Resultaten van proefdieronderzoek worden stelselmatig vertekend doordat de gemiddelde labmuis het koud heeft. Het bewijs voor die stelling is overweldigend, blijkt uit een review-artikel in het tijdschrift Trends in Cancer.
Het probleem is vooral dat in een proefdierenlab ook mensen moeten werken. Zij ervaren de temperatuur waarbij muizen zich van nature prettig voelen, rond de 31 graden Celsius, juist als onaangenaam warm. Vandaar dat de thermostaat meestal lager staat; de Amerikaanse National Research Council beveelt bijvoorbeeld 20 tot 26 graden aan.
Bonnie Hylander en Elizabeth Repasky, de auteurs van de review, merkten al in 2013 dat hun eigen muizen beter tegen kanker konden als ze het lab wat warmer stookten.
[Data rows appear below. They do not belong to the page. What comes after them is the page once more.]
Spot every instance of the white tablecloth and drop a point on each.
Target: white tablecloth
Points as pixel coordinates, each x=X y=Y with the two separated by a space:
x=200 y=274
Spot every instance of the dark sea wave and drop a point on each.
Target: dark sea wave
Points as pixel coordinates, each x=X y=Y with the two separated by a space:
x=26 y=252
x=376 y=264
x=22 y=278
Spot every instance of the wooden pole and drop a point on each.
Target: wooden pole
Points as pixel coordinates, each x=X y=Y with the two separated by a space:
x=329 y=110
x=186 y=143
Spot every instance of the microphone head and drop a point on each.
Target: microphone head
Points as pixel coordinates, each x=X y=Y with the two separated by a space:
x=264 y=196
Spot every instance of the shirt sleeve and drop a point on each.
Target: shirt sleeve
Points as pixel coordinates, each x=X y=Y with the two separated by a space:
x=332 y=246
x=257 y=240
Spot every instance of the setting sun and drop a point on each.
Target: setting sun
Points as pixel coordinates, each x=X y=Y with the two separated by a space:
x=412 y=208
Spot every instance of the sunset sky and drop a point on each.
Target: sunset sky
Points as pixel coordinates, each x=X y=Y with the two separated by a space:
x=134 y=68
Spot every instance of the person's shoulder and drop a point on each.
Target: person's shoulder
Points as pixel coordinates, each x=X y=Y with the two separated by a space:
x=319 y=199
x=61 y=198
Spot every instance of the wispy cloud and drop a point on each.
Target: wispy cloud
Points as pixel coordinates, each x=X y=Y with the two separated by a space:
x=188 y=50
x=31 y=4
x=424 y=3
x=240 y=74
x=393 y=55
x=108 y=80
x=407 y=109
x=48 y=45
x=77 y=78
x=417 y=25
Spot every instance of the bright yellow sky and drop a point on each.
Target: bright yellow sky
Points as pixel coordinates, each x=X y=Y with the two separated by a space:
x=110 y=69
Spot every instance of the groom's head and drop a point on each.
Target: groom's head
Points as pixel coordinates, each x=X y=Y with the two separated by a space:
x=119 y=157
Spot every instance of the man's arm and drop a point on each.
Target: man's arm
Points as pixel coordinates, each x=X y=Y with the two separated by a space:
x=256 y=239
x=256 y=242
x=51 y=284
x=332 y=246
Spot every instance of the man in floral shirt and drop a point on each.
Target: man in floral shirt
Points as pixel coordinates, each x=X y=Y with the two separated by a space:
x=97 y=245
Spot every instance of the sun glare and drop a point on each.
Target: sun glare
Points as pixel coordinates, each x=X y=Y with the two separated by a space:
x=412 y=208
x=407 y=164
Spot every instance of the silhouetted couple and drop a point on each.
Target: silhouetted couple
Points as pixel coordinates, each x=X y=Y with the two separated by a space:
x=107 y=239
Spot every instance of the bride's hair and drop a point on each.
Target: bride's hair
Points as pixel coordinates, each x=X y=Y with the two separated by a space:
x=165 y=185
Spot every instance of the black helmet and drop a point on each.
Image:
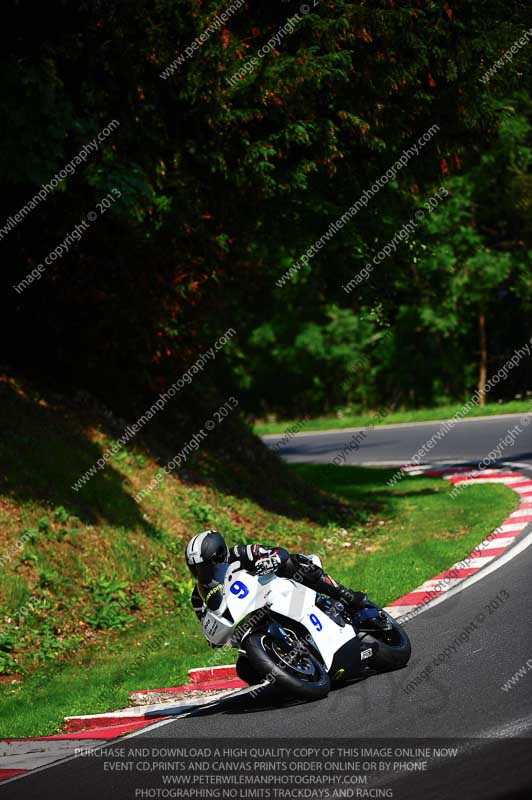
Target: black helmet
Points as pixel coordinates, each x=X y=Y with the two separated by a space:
x=203 y=552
Tumoren groeiden minder snel, het risico op uitzaaiingen verminderde en chemokuren sloegen beter aan.
Er kwam trouwens ook uit dat een muis die eenmaal kanker heeft, aan 31 graden Celsius niet eens genoeg meer heeft en het beste gedijt bij 37 graden.
De reden zou zijn dat een muis die het koud heeft, meer energie moet reserveren voor het verhogen van zijn eigen lichaamswarmte. Dat gooit het hele metabolisme in de war. Bovendien leidt de koude tot ‘koudestress’, waardoor de muis óók anders reageert dan normaal.
Hylander en Repasky zijn nu de literatuur in gedoken en concluderen dat er heel veel publicaties zijn die eveneens een verband laten zien tussen labtemperatuur en onderzoeksresultaten. Daarbij ging het niet alleen om kankeronderzoek, maar ook om bijvoorbeeld aderverkalking, obesitas en ontstekingen.
In de Volkskrant tekent RadboudMC-celbioloog Peter Friedl daar bij aan dat veel onderzoekers die temperatuur niet eens vermelden, zodat achteraf niet meer valt na te gaan óf die temperatuur invloed kan hebben gehad.
Hylander en Repasky denken overigens niet dat het nodig is om alle labthermostaten op 31 graden te zetten. In de natuur houden muizen zichzelf warm door nestjes te bouwen, dus met voldoende nestmateriaal in de kooi kom je een heel eind. Belangrijker is om alle muizen op dezelfde manier te houden zodat je onderzoeksresultaten tenminste goed kunt vergelijken, en om op zijn minst altijd in publicaties te vermelden wat die omstandigheden zijn.
Bovendien is nooit goed onderzocht wat koudestress nu precies doet met een muis, en ook daar moet nodig iets aan worden gedaan.